Several factors are contributing to this growth trajectory. The intensifying summer heat, coupled with rising disposable incomes and an aspiration for enhanced lifestyles, is driving the demand for room air conditioners. Additionally, easy access to consumer finance options has made purchasing air conditioners more accessible to a broader consumer base.
Voltas reported a record-breaking sales performance in 2023-24, with over 2 million AC units sold, the highest ever recorded by any brand in a single year. Notably, the company sold 1 million units in just 110 days from January 1 to April 20, 2024. This surge in sales was particularly pronounced during the scorching summer months of April and May, where temperatures soared to around 45 degrees Celsius, resulting in a two-fold increase in sales for several companies.
Looking ahead, Voltas aims to solidify its market dominance through the expansion of Exclusive Brand Outlets (EBOs) and other distribution channels. The company is also keenly aware of the competitive pressures in the Commercial Air Conditioning (CAC) sector, where international players are increasingly focusing their efforts. The demand for CAC is growing across various industries and commercial establishments, driven by the twin objectives of comfort and sustainability.
The Consumer Electronics and Appliances Manufacturers Association has forecasted record RAC sales this year, with an estimated annual sale of around 14 million units in 2024. However, the industry faces challenges due to the recent implementation of Quality Control Orders (QCO) norms, which impact the importation of components. Despite the dependency on imports for approximately 65 to 70 per cent of the product value, the industry is adapting to these new regulations.
Voltas’ annual report also projects robust growth in the commercial refrigeration (CR) segment, expecting an annual growth rate of over 10 per cent until FY 2028-29. Many product categories within this segment are anticipated to achieve high double-digit growth rates.
Under the ‘Make in India’ initiative, numerous brands have established new facilities and expanded local manufacturing capabilities.

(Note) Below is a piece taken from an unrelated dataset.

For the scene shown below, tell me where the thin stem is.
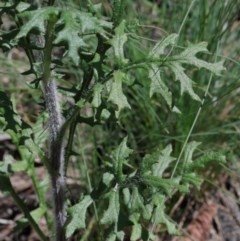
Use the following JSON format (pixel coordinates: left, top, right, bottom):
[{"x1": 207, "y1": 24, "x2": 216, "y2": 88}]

This has created a substantial local manufacturing base in key categories, intensifying competition and posing challenges in terms of market share and profitability.
In summary, India’s air-conditioner market is on a strong growth trajectory, driven by favorable economic and climatic factors. Companies like Voltas are strategically positioning themselves to capitalize on this growth, despite the challenges posed by increased competition and regulatory changes. The industry’s reliance on imported components remains a significant hurdle, but initiatives like ‘Make in India’ are fostering a more competitive and self-sufficient manufacturing landscape.